Start with your family, friends, or co-workers and then broaden your search from there. Join social media groups related to personal finance if you can’t tap anyone in your immediate circle.
Remember, everyone approached may not be receptive. Money can be a very sensitive topic. A committed group of three to five people is a great starting point. Continue to reach out to those in your sphere of influence until you have a solid, yet manageable group.
Schedule meeting logistics
Everyone is busy, and adding a new activity to a packed day can be difficult for many. Consider options to host your money club in a way that doesn’t complicate the members’ lives. Conference calls or online video chats are a great way to fit in regular meetings. Co-workers can meet in a conference room during lunch.
You can also start a private social media group that will allow your members to stay connected between official meetings. You can check in on each other and offer quick advice or encouragement as a means to keep everyone on the straight and narrow.
Think through meeting options that will work best for everyone so it’s easy to attend. Organizing the group in a way that minimizes scheduling conflicts will ensure more members stay committed for the long run.
Set group goals
Decide as a group on the desired outcomes. Are you working toward becoming better budgeters? Do you all have a debt-free finish date in mind? Outline areas that the group should focus on in addition to goals for individual members.

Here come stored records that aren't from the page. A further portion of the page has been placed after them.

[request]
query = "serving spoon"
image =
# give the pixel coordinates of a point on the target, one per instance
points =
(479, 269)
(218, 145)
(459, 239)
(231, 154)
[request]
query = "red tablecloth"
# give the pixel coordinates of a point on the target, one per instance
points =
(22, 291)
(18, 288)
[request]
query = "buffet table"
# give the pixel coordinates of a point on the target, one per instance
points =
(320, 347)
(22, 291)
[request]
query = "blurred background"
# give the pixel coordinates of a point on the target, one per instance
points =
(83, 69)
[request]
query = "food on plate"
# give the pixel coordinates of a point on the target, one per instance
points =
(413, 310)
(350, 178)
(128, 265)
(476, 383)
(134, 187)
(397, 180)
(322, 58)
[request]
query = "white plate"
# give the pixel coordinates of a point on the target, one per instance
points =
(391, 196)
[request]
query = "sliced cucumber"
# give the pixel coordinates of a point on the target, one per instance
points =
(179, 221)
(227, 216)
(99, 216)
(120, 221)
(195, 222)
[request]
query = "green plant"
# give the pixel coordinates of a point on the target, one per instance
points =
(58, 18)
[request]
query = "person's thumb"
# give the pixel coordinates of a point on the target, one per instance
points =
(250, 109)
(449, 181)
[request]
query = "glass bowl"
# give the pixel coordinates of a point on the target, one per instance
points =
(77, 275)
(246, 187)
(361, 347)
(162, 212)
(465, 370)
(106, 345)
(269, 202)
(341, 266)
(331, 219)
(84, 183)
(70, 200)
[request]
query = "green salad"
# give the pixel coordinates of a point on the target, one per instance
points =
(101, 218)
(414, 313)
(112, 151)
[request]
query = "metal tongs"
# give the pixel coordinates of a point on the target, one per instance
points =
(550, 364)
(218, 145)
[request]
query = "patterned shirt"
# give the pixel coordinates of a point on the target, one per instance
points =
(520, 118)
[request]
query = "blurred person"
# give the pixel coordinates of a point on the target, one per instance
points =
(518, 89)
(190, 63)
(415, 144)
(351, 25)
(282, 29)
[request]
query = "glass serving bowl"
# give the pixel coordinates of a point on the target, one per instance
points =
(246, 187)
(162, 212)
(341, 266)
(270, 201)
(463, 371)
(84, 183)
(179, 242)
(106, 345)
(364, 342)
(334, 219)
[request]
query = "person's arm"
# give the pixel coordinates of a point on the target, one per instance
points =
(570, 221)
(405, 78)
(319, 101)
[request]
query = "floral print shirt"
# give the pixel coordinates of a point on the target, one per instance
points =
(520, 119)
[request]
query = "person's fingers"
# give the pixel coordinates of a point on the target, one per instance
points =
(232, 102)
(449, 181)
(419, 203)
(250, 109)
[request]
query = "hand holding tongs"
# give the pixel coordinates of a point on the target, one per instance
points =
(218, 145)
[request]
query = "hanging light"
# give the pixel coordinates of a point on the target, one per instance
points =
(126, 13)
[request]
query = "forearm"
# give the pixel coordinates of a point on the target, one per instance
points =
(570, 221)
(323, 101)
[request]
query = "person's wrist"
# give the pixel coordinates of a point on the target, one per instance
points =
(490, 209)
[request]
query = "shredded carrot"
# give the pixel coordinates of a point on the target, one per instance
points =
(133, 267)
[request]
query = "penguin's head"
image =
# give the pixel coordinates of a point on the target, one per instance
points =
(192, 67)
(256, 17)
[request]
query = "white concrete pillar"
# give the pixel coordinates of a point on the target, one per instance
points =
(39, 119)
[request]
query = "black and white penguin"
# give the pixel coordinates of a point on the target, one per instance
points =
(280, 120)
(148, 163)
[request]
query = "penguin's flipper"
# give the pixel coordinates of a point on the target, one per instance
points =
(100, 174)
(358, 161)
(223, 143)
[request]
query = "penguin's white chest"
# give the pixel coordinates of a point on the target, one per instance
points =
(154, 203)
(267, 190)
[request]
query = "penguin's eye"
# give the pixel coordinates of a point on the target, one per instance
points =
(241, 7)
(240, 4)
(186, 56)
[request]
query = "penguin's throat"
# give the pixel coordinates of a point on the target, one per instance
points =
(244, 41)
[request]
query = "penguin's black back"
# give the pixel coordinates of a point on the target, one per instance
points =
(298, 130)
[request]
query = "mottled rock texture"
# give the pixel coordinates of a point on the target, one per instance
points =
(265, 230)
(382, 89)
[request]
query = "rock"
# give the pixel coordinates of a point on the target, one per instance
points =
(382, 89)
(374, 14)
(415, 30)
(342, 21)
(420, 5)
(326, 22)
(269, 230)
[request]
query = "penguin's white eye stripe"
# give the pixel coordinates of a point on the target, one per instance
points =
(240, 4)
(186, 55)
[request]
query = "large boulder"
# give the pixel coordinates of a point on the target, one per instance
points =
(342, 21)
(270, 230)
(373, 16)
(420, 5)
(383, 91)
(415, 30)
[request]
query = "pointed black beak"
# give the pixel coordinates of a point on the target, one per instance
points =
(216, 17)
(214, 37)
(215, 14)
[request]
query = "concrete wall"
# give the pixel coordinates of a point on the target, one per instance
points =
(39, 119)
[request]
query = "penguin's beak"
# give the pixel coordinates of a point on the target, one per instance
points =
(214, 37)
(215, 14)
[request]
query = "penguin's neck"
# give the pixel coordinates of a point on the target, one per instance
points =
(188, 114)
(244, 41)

Establish an overall timeline, too. Limit your participation to a specific time frame and re-evaluate if the group should continue once that time frame has expired. This will force you to constantly review your progress to ensure members’ needs are being met. (See also: 5-Minute Finance: Create Financial Goals)
Locate helpful resources
The internet is brimming with helpful resources on just about every financial topic imaginable. Some members may be familiar with specific books or approaches that they can bring to the table. Start with an assignment that requires each member to suggest a resource and review it together as a group. (See also: 9 Online Forums That’ll Help You Reach Your Financial Goals)
Celebrate group wins
Remember to celebrate interim milestones. Encourage each member to succeed. Even a small recognition of a goal accomplished or interim good news can help keep the fuel of motivation burning. When individual members are doing well, the good news is contagious.